Analysis of clinical features of patients with autoimmune hepatitis/primary biliary cirrhosis overlap syndrome
10.13481/j.1671-587x.20140336
- VernacularTitle:自身免疫性肝炎/原发性胆汁性肝硬化重叠综合征患者临床特征分析
- Author:
Chen LIU
;
Changyan XU
;
Guodong LI
;
Baorong CHI
- Publication Type:Journal Article
- Keywords:
liver cirrhosis,biliary;
hepatitis,autoimmune;
overlap syndrome
- From:
Journal of Jilin University(Medicine Edition)
2014;(3):646-649
- CountryChina
- Language:Chinese
-
Abstract:
Objective To compare the biochemical and immunological parameters and histopathological characteristics in the patients with autoimmune hepatitis (AIH),biliary cirrhosis (PBC)and AIH/PBC overlap syndrome,and to provide basis for working out the reference standard of clinical diagnosis and reasonable treatment.Methods 135 cases of autoimmune liver disease patients were selected,including 49 cases of AIH patients,43 cases of PBC patients, and 43 cases of AIH/PBC overlap syndrome patients. The biochemical, immunological parameters and histopathological changes of the patients were detected. The patients with AIH/PBC overlap syndrome were treated with different therapy methods including ursodesoxycholic acid (UDCA ) treatment,prednisone treatment and combination treatment with UDCA and prednisone,and the effectiveness of different treatment programs were evaluated.Results The activities of GGT and ALP and IgM level of the patients in the AIH/PBC group were significantly higher than those in AIH group,there were significant differences (P<0.05);the activities of ALT and AST and IgG level of the patients in AIH/PBC group was significantly higher than those in PBC group,there were significant differences (P<0.05).The detection rates of AMA and AMA M2 of the patients in AIH/PBC group were higher than those in AIH group, there were significant differences (P<0.05);the detection rates of ANA and SMA of the patients in AIH/PBC group were higher than those in PBC group,there were significant differences (P<0.05).There were high incidence of piecemeal necrosis (100.0%), liver cell rosette-like changes (83.72%)and bile duct lesions (69.77%)of the patients in AIH/PBC group.The effective percentage in combination therapy group was 85.7% which was significantly higher than those in various drug alone groups (P< 0.05 ).
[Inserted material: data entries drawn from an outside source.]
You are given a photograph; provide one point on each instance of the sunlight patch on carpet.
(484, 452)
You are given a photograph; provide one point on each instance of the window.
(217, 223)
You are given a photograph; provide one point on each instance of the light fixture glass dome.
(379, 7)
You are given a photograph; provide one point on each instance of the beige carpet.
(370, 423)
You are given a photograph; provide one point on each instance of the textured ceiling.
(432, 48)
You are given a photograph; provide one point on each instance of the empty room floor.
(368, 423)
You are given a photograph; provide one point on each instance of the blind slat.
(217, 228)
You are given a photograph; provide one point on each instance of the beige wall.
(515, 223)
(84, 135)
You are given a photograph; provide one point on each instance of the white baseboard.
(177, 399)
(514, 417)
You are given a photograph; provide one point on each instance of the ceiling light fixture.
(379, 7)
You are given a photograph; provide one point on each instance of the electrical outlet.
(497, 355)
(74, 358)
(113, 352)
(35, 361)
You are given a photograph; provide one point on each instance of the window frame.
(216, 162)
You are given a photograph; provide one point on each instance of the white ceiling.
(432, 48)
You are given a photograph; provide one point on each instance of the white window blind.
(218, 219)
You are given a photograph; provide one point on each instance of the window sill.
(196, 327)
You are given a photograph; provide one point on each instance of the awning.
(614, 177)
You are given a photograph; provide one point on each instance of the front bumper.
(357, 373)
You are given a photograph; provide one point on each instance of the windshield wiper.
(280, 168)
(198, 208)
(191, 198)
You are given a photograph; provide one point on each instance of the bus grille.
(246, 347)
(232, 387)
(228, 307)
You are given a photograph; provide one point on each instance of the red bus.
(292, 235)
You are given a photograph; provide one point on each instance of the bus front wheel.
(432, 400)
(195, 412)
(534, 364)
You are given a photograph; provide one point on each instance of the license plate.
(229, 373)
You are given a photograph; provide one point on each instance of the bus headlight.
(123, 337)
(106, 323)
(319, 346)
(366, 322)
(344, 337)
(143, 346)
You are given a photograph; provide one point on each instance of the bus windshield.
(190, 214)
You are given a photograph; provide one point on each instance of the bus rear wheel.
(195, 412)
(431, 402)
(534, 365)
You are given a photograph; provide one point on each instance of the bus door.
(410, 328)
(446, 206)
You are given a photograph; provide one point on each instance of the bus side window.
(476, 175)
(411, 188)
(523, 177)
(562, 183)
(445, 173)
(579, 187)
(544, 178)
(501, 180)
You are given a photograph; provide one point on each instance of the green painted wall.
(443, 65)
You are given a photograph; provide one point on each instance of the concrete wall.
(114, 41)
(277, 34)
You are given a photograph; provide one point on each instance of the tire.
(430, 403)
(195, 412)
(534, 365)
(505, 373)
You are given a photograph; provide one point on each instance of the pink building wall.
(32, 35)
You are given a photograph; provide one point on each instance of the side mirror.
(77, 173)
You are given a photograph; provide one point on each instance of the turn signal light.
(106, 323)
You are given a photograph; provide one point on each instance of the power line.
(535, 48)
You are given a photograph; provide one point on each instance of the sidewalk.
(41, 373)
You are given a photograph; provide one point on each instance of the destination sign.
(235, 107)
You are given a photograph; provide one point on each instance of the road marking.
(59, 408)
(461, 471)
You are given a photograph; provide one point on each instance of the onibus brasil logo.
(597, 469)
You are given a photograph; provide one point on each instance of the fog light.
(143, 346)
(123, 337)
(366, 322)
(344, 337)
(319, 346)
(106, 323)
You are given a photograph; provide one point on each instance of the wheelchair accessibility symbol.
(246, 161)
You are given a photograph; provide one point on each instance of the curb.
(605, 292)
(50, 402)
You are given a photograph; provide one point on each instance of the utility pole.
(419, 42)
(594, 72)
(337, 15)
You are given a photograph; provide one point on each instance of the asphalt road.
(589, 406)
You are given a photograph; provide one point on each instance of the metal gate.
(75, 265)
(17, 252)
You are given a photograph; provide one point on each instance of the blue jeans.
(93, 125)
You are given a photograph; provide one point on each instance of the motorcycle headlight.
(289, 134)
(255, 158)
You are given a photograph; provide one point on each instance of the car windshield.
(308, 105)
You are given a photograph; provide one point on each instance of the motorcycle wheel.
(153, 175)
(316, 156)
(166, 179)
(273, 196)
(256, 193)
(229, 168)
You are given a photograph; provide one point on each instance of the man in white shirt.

Conclusion The changes of biochemical and immunological indicators and pathological features of the patients with AIH/PBC overlap syndrome are in combination with the particular indicators of AIH and PBC which would provide the diagnostic basis for AIH/PBC overlap syndrome. The combined therapy for AIH/PBC overlap syndrome is effective and should be popularized.